Mac OS X ist das Desktop-Betriebssystem. iOS ist das mobile Spin-of dessen :)

pool

10.06.2013, 22:38 Uhr

Fehlt nur noch der Life-Ticker.

Ich sag' Euch was: das wird eine bittere Enttäuschung werden. Der Affe wartet schon hinter dem Ladentisch.

Am Firefox lässt sich beobachten, dass sich in den letzten Jahren nur noch die Versionsnummer erhöht. Und die tausende Apps lassen sich mit gutem Willen in 30 Funktionsweisen sortieren. Und davon braucht man 3. Die sind alle gleich.

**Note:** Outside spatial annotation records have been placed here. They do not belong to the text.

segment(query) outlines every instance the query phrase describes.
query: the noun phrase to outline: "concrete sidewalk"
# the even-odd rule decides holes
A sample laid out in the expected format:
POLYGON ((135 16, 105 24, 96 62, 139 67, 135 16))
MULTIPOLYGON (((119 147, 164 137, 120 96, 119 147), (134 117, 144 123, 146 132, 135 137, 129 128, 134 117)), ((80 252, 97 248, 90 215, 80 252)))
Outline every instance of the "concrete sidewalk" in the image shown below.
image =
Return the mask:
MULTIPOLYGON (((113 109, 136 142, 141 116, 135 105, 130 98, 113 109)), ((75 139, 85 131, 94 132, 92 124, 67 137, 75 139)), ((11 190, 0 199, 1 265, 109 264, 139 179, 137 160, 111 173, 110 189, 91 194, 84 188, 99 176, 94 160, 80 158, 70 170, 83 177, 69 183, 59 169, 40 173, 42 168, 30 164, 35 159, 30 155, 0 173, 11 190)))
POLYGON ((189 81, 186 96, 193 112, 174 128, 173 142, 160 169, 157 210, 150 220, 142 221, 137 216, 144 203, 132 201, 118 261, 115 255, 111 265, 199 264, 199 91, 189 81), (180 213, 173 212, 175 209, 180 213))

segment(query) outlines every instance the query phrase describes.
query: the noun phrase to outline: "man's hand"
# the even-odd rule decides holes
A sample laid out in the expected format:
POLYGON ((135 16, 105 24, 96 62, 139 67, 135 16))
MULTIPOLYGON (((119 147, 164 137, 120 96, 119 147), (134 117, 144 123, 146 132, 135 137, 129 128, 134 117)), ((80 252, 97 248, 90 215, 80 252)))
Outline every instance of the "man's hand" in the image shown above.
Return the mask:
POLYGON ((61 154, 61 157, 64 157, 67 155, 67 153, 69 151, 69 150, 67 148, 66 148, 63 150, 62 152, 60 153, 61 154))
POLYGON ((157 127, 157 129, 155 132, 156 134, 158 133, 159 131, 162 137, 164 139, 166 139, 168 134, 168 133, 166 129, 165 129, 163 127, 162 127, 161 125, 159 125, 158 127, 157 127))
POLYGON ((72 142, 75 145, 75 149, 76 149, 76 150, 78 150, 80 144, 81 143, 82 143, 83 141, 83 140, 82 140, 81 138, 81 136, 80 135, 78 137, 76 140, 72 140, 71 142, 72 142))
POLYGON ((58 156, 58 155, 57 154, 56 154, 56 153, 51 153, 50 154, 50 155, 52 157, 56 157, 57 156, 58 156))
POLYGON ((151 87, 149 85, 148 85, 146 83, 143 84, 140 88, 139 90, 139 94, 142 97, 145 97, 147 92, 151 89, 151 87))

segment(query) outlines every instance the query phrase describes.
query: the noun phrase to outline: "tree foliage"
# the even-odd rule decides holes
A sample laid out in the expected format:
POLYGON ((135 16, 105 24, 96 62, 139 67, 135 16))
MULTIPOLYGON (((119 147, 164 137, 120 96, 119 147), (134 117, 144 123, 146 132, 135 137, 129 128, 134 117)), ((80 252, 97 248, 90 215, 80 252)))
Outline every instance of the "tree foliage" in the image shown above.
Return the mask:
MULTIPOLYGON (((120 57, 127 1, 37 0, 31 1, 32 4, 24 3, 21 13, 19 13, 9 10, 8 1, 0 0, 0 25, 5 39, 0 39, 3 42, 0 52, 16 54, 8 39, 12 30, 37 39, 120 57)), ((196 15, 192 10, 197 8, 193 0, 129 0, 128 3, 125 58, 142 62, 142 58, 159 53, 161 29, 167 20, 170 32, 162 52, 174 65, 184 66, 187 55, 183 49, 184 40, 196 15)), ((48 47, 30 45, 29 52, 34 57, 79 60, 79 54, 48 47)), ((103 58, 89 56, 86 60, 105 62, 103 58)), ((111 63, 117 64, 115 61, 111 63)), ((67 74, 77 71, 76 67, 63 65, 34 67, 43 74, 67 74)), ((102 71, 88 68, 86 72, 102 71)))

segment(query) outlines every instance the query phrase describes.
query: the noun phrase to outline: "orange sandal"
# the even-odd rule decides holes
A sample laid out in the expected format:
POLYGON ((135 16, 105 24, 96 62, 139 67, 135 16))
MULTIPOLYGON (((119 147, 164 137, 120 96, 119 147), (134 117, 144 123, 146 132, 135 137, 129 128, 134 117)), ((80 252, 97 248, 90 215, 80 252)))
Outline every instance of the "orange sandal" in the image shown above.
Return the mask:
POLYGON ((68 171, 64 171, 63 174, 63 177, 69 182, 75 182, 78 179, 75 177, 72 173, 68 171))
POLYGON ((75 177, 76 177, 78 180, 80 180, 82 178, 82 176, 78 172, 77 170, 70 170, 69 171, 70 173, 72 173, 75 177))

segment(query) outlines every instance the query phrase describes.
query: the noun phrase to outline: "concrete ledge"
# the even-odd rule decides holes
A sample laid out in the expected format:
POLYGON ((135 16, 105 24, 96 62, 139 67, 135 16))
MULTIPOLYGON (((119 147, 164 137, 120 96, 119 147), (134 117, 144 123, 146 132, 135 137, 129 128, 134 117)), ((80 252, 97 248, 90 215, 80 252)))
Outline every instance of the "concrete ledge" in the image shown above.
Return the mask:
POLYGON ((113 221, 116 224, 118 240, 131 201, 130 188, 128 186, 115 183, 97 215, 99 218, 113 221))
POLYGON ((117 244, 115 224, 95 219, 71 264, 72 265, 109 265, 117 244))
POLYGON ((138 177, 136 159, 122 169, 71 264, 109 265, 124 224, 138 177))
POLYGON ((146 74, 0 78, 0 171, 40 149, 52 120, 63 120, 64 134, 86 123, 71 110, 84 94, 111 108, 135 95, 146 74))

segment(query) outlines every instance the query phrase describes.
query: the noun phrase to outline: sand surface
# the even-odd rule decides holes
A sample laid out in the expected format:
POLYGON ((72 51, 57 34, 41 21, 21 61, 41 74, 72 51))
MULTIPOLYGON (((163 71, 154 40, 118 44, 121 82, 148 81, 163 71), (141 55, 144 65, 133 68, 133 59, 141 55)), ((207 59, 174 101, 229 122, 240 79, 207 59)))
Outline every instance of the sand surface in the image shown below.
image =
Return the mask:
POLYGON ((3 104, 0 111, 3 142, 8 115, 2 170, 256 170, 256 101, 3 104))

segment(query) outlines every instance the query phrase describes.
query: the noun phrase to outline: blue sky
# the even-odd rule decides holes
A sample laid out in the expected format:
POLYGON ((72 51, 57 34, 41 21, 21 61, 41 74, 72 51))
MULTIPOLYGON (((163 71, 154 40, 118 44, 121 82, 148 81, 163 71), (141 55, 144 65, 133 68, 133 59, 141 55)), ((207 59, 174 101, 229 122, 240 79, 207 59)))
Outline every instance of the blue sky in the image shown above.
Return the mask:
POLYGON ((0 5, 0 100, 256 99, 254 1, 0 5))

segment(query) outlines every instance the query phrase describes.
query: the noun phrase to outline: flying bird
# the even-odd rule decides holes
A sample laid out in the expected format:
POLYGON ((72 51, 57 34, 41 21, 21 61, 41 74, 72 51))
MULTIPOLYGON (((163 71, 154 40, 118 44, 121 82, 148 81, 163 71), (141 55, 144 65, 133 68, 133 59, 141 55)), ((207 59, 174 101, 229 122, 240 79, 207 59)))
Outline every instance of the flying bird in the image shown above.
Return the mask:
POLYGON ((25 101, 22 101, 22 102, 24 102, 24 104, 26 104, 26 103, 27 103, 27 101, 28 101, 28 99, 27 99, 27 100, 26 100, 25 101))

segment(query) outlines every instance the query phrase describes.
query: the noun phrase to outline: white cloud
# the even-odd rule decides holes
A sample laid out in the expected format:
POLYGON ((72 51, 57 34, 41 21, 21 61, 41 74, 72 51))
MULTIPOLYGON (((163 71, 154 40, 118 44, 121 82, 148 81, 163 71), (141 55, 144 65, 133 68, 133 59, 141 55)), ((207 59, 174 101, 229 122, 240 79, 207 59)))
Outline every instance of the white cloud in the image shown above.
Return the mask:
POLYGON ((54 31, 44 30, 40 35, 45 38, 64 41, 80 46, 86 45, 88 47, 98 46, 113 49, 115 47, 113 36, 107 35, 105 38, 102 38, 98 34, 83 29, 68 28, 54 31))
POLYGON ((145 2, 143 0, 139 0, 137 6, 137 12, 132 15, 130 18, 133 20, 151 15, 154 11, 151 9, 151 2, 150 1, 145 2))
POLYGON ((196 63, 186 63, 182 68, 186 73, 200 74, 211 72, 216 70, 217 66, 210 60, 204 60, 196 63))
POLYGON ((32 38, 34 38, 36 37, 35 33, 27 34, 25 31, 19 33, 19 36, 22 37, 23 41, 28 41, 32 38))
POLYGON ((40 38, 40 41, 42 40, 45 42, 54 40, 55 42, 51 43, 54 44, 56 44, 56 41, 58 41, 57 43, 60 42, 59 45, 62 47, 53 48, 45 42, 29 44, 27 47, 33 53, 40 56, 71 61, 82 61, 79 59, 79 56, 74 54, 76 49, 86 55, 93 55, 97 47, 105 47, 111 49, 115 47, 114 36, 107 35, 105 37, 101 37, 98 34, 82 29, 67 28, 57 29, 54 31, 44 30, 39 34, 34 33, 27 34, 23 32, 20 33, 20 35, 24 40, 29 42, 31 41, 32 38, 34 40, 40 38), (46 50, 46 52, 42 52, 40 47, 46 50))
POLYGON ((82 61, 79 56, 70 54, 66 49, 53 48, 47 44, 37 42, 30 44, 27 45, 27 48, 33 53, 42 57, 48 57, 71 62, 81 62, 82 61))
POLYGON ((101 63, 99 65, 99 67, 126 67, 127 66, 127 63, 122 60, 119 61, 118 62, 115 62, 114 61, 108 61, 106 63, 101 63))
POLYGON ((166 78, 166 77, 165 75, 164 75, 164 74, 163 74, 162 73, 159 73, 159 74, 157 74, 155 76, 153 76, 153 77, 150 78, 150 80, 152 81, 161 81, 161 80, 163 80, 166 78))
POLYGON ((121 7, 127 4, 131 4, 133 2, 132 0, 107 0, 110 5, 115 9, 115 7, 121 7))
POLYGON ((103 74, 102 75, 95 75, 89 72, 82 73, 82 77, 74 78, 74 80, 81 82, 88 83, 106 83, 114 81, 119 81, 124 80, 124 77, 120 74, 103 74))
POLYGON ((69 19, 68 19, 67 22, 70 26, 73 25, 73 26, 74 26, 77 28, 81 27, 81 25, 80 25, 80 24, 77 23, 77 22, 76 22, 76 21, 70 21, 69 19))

Das Netz hat jeden Stein umgedreht, da ist nichts mehr zu entdecken. Die Spiele sind alle gleich, die Anwendungs-Softwäre ist immer gleich, und die neue Verpackung lebt auch nur von der Ankündigung. Da holt niemand mehr raus, nur weil der Prozessor ein paar MHZ höher getaktet ist.

So naiv kann keiner auf Dauer sein, jedes Viertel Jahr auf eine Zahl und ein verändertes Icon hereinzufallen.

Der iGod ist tot, Grossbildspektakel haben alle schon gesehen - Apple geht das Doping aus. Und Microsoft ist schon tot.

Das wird alle Technologiewerte treffen. Der Crash steht vor der Tür.